Abstract
Background: To achieve health, sustainable habitats and integrated care, sometimes de-implementation of evidence-based low-value practices is necessary. In a Dutch GP-care region in the east of the country, not-indicated lab tests were ordered, leading to unnecessary burden for patients, the health care system (€600,000.- annually) and the environment (CO2-emissions are estimated to be 134450 CO2 annually). An intervention to reduce the number of not-indicated tests was developed, consisting of changing standard order sets and a string of educational interventions, reminders and feedback, focused on practice nurses.
Next, a tailor-made implementation plan was developed together with the target group to support the implementation of the new order sets and education, while de-implementing the not-indicated tests. In this workshop we want to discuss the tools and methods we used to develop the (de-)implementation plan. We expect to execute the plan from November 2024; preliminary results will be shared during the conference.

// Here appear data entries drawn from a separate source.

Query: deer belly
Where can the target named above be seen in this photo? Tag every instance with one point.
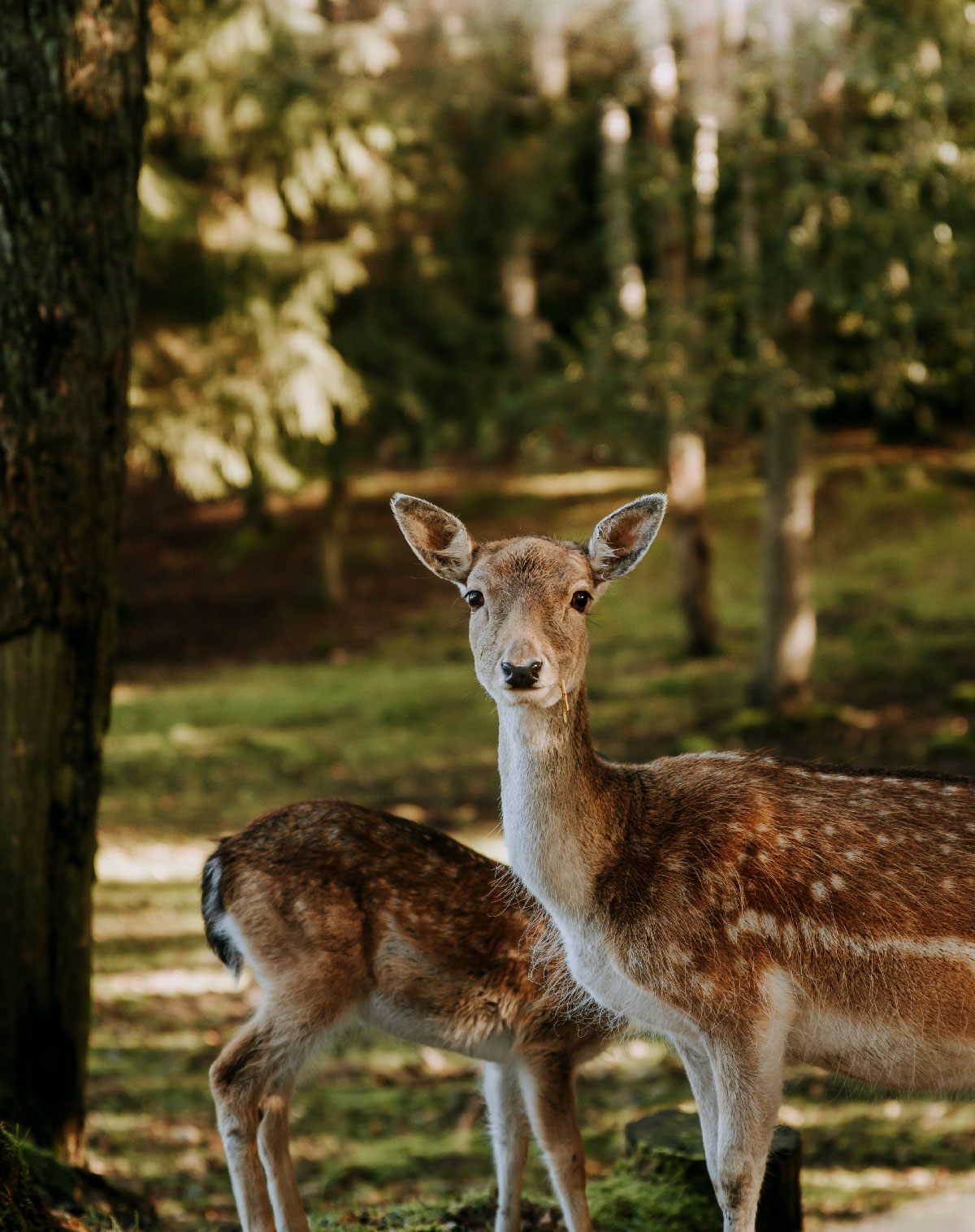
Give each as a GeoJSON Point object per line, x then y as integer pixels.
{"type": "Point", "coordinates": [404, 1019]}
{"type": "Point", "coordinates": [874, 1052]}
{"type": "Point", "coordinates": [594, 967]}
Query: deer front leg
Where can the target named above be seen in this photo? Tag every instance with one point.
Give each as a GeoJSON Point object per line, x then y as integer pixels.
{"type": "Point", "coordinates": [272, 1143]}
{"type": "Point", "coordinates": [700, 1072]}
{"type": "Point", "coordinates": [238, 1079]}
{"type": "Point", "coordinates": [549, 1100]}
{"type": "Point", "coordinates": [748, 1089]}
{"type": "Point", "coordinates": [509, 1141]}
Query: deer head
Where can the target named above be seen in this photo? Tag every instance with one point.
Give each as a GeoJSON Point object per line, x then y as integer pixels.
{"type": "Point", "coordinates": [528, 596]}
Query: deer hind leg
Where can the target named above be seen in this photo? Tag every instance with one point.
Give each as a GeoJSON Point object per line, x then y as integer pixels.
{"type": "Point", "coordinates": [272, 1145]}
{"type": "Point", "coordinates": [238, 1081]}
{"type": "Point", "coordinates": [548, 1091]}
{"type": "Point", "coordinates": [509, 1141]}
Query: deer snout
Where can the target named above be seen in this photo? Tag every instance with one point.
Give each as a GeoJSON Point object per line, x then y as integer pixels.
{"type": "Point", "coordinates": [521, 675]}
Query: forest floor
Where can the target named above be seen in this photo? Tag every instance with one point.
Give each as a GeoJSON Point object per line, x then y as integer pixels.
{"type": "Point", "coordinates": [236, 695]}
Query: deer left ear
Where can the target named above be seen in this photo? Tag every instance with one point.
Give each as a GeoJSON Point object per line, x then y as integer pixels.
{"type": "Point", "coordinates": [439, 539]}
{"type": "Point", "coordinates": [622, 539]}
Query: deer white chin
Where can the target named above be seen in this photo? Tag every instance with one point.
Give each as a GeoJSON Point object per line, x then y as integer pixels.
{"type": "Point", "coordinates": [538, 697]}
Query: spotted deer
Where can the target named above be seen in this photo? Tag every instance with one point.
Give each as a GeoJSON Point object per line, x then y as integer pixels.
{"type": "Point", "coordinates": [346, 914]}
{"type": "Point", "coordinates": [754, 911]}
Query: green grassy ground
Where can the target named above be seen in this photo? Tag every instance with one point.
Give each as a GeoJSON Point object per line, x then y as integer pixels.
{"type": "Point", "coordinates": [404, 726]}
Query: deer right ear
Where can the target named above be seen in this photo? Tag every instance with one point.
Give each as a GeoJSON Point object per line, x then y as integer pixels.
{"type": "Point", "coordinates": [439, 539]}
{"type": "Point", "coordinates": [621, 540]}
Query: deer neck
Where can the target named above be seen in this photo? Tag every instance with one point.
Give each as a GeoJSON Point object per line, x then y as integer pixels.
{"type": "Point", "coordinates": [551, 801]}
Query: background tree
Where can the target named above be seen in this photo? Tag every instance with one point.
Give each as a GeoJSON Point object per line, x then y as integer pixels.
{"type": "Point", "coordinates": [72, 76]}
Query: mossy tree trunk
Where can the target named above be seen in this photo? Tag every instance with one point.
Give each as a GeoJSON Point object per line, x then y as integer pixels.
{"type": "Point", "coordinates": [72, 79]}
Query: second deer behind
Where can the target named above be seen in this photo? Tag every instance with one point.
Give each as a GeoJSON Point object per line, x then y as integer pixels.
{"type": "Point", "coordinates": [348, 914]}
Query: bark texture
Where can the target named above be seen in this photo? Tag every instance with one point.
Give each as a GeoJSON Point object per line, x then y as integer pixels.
{"type": "Point", "coordinates": [683, 394]}
{"type": "Point", "coordinates": [72, 80]}
{"type": "Point", "coordinates": [789, 632]}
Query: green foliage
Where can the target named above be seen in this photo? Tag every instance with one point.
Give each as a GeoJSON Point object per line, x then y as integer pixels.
{"type": "Point", "coordinates": [657, 1193]}
{"type": "Point", "coordinates": [327, 205]}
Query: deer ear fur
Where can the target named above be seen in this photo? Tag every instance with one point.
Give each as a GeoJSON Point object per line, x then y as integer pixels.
{"type": "Point", "coordinates": [621, 539]}
{"type": "Point", "coordinates": [440, 540]}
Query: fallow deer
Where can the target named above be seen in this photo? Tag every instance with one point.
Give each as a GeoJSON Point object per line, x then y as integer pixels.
{"type": "Point", "coordinates": [752, 909]}
{"type": "Point", "coordinates": [349, 914]}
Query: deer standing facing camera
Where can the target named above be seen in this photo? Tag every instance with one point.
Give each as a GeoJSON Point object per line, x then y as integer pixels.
{"type": "Point", "coordinates": [754, 911]}
{"type": "Point", "coordinates": [349, 914]}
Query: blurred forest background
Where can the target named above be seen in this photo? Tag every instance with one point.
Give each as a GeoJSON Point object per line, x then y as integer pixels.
{"type": "Point", "coordinates": [527, 262]}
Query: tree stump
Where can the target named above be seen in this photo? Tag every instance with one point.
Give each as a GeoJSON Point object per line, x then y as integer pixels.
{"type": "Point", "coordinates": [678, 1136]}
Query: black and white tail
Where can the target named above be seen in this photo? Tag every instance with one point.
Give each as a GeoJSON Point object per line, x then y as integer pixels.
{"type": "Point", "coordinates": [214, 916]}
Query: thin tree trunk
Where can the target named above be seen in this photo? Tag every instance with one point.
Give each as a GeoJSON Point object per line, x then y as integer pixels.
{"type": "Point", "coordinates": [335, 518]}
{"type": "Point", "coordinates": [621, 241]}
{"type": "Point", "coordinates": [72, 78]}
{"type": "Point", "coordinates": [681, 325]}
{"type": "Point", "coordinates": [789, 633]}
{"type": "Point", "coordinates": [691, 540]}
{"type": "Point", "coordinates": [521, 298]}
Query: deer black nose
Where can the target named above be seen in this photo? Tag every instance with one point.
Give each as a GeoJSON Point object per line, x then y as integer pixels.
{"type": "Point", "coordinates": [521, 675]}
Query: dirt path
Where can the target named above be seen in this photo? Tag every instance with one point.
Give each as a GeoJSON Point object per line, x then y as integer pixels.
{"type": "Point", "coordinates": [946, 1212]}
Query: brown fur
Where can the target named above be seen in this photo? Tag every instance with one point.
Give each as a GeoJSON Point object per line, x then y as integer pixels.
{"type": "Point", "coordinates": [348, 913]}
{"type": "Point", "coordinates": [752, 909]}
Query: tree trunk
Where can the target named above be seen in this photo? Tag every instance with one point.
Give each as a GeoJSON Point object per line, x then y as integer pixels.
{"type": "Point", "coordinates": [789, 633]}
{"type": "Point", "coordinates": [72, 78]}
{"type": "Point", "coordinates": [334, 525]}
{"type": "Point", "coordinates": [521, 301]}
{"type": "Point", "coordinates": [691, 541]}
{"type": "Point", "coordinates": [621, 241]}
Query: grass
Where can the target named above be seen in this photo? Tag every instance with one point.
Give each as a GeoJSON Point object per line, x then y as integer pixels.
{"type": "Point", "coordinates": [404, 726]}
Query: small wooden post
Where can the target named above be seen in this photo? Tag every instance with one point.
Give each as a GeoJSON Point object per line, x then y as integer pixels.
{"type": "Point", "coordinates": [678, 1134]}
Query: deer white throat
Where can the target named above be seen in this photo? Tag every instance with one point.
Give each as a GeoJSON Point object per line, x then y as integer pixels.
{"type": "Point", "coordinates": [548, 802]}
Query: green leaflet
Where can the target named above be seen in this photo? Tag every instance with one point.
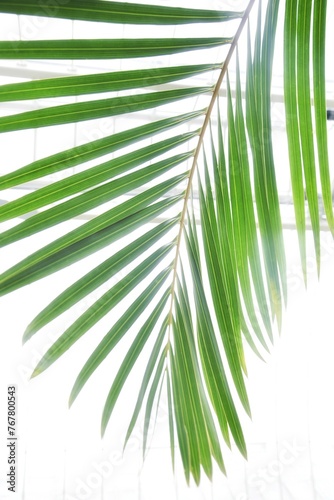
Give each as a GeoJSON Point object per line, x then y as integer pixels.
{"type": "Point", "coordinates": [212, 365]}
{"type": "Point", "coordinates": [158, 380]}
{"type": "Point", "coordinates": [170, 419]}
{"type": "Point", "coordinates": [146, 378]}
{"type": "Point", "coordinates": [252, 248]}
{"type": "Point", "coordinates": [121, 327]}
{"type": "Point", "coordinates": [292, 126]}
{"type": "Point", "coordinates": [97, 276]}
{"type": "Point", "coordinates": [86, 180]}
{"type": "Point", "coordinates": [303, 31]}
{"type": "Point", "coordinates": [105, 48]}
{"type": "Point", "coordinates": [103, 82]}
{"type": "Point", "coordinates": [319, 79]}
{"type": "Point", "coordinates": [101, 307]}
{"type": "Point", "coordinates": [89, 200]}
{"type": "Point", "coordinates": [116, 12]}
{"type": "Point", "coordinates": [91, 110]}
{"type": "Point", "coordinates": [131, 357]}
{"type": "Point", "coordinates": [242, 207]}
{"type": "Point", "coordinates": [253, 109]}
{"type": "Point", "coordinates": [91, 150]}
{"type": "Point", "coordinates": [61, 252]}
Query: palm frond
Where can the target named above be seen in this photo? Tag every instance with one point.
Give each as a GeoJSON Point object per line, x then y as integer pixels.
{"type": "Point", "coordinates": [224, 282]}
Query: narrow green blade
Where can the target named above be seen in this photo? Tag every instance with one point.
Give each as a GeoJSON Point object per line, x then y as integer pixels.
{"type": "Point", "coordinates": [103, 82]}
{"type": "Point", "coordinates": [292, 126]}
{"type": "Point", "coordinates": [305, 118]}
{"type": "Point", "coordinates": [108, 48]}
{"type": "Point", "coordinates": [130, 359]}
{"type": "Point", "coordinates": [68, 248]}
{"type": "Point", "coordinates": [91, 110]}
{"type": "Point", "coordinates": [120, 328]}
{"type": "Point", "coordinates": [116, 12]}
{"type": "Point", "coordinates": [100, 308]}
{"type": "Point", "coordinates": [319, 80]}
{"type": "Point", "coordinates": [89, 200]}
{"type": "Point", "coordinates": [97, 276]}
{"type": "Point", "coordinates": [91, 150]}
{"type": "Point", "coordinates": [146, 378]}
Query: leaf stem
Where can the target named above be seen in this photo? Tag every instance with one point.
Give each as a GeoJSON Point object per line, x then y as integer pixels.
{"type": "Point", "coordinates": [198, 150]}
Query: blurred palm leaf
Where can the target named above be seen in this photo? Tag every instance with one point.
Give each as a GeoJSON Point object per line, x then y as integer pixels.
{"type": "Point", "coordinates": [216, 274]}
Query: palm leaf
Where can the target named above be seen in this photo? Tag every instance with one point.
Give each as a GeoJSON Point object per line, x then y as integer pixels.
{"type": "Point", "coordinates": [222, 232]}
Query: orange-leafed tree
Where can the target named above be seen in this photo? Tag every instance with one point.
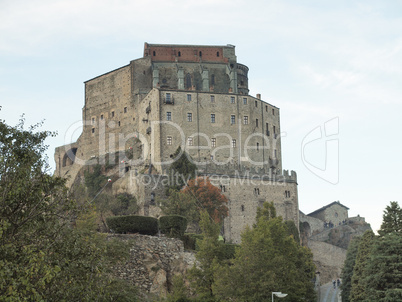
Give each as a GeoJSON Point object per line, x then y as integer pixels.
{"type": "Point", "coordinates": [208, 197]}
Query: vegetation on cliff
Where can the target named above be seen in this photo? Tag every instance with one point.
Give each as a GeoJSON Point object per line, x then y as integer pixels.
{"type": "Point", "coordinates": [49, 248]}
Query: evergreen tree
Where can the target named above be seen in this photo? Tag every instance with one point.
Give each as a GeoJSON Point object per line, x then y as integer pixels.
{"type": "Point", "coordinates": [268, 260]}
{"type": "Point", "coordinates": [208, 257]}
{"type": "Point", "coordinates": [347, 270]}
{"type": "Point", "coordinates": [392, 219]}
{"type": "Point", "coordinates": [358, 290]}
{"type": "Point", "coordinates": [383, 273]}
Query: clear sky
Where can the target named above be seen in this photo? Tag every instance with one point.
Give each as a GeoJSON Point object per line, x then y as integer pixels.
{"type": "Point", "coordinates": [334, 68]}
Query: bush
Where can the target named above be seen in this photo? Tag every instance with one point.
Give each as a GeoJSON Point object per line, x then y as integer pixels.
{"type": "Point", "coordinates": [133, 224]}
{"type": "Point", "coordinates": [228, 250]}
{"type": "Point", "coordinates": [173, 225]}
{"type": "Point", "coordinates": [190, 241]}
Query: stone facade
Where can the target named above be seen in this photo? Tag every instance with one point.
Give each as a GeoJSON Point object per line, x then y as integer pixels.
{"type": "Point", "coordinates": [194, 97]}
{"type": "Point", "coordinates": [153, 262]}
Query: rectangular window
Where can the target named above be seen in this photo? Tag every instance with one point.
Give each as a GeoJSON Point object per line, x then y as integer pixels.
{"type": "Point", "coordinates": [212, 117]}
{"type": "Point", "coordinates": [232, 119]}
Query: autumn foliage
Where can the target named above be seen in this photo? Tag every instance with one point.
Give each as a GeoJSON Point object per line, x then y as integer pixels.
{"type": "Point", "coordinates": [208, 197]}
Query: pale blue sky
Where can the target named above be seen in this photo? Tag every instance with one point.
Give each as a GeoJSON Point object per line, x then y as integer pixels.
{"type": "Point", "coordinates": [316, 60]}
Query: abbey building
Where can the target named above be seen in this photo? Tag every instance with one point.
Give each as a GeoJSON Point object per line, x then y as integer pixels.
{"type": "Point", "coordinates": [197, 98]}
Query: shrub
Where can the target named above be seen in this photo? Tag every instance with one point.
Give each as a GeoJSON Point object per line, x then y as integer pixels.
{"type": "Point", "coordinates": [133, 224]}
{"type": "Point", "coordinates": [173, 225]}
{"type": "Point", "coordinates": [190, 241]}
{"type": "Point", "coordinates": [228, 250]}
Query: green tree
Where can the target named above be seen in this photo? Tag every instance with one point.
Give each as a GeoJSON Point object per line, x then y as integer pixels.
{"type": "Point", "coordinates": [208, 257]}
{"type": "Point", "coordinates": [392, 219]}
{"type": "Point", "coordinates": [42, 256]}
{"type": "Point", "coordinates": [383, 273]}
{"type": "Point", "coordinates": [358, 291]}
{"type": "Point", "coordinates": [347, 270]}
{"type": "Point", "coordinates": [181, 170]}
{"type": "Point", "coordinates": [268, 260]}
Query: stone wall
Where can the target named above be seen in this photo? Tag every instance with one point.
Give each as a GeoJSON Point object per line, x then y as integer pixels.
{"type": "Point", "coordinates": [153, 262]}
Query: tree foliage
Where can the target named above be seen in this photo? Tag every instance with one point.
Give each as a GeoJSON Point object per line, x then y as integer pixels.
{"type": "Point", "coordinates": [392, 219]}
{"type": "Point", "coordinates": [383, 273]}
{"type": "Point", "coordinates": [208, 197]}
{"type": "Point", "coordinates": [42, 256]}
{"type": "Point", "coordinates": [268, 260]}
{"type": "Point", "coordinates": [358, 290]}
{"type": "Point", "coordinates": [347, 270]}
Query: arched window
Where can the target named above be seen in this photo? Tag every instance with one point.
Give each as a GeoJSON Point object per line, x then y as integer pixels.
{"type": "Point", "coordinates": [188, 81]}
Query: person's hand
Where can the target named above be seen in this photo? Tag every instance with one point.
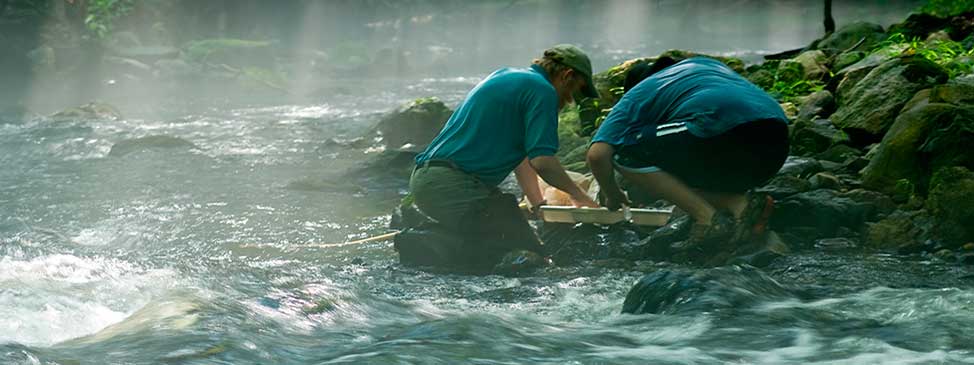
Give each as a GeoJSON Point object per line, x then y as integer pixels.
{"type": "Point", "coordinates": [583, 200]}
{"type": "Point", "coordinates": [615, 199]}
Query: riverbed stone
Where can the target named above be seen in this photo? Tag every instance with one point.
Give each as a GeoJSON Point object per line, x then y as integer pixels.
{"type": "Point", "coordinates": [802, 167]}
{"type": "Point", "coordinates": [951, 202]}
{"type": "Point", "coordinates": [873, 104]}
{"type": "Point", "coordinates": [815, 136]}
{"type": "Point", "coordinates": [90, 111]}
{"type": "Point", "coordinates": [821, 213]}
{"type": "Point", "coordinates": [129, 146]}
{"type": "Point", "coordinates": [819, 104]}
{"type": "Point", "coordinates": [928, 136]}
{"type": "Point", "coordinates": [849, 35]}
{"type": "Point", "coordinates": [413, 126]}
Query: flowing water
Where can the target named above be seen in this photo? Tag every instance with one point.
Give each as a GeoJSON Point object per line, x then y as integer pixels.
{"type": "Point", "coordinates": [190, 255]}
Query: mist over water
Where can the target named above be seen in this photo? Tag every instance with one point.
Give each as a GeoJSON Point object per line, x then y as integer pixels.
{"type": "Point", "coordinates": [190, 253]}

Audience: We would like to engage with patients, professionals and implementation researchers and facilitators. Inez van Roosmalen, recipient of the ‘Roland van Linge Implementation Award’ from the Master Integrated Care Design will share her experience.
Approach
We opt for a 90 minute workshop. With the following approach:
- Introduction – 20’ Short introduction of ourselves and the case
- Case study – 40’ In small groups: 1) discuss the case, use the Consolidated Framework for Implementation Research (CFIR) to identify and classify barriers and facilitators in the case study, 2) from barriers and facilitators to implementation strategies – draft an implementation plan
- Plenary wrap-up: what is the added value of CFIR? How did your group select (or develop) implementation strategies? What other implementation tools (Theories, Models. Frameworks) can be useful?
Outcomes: Take home message: you have to plan implementation and de-implementation, based on the knowledge of your playing field. There is a plethora of implementation TMFs that can be used for this purpose. Without proper implementation (or de-implementation) integrated care will only be theory.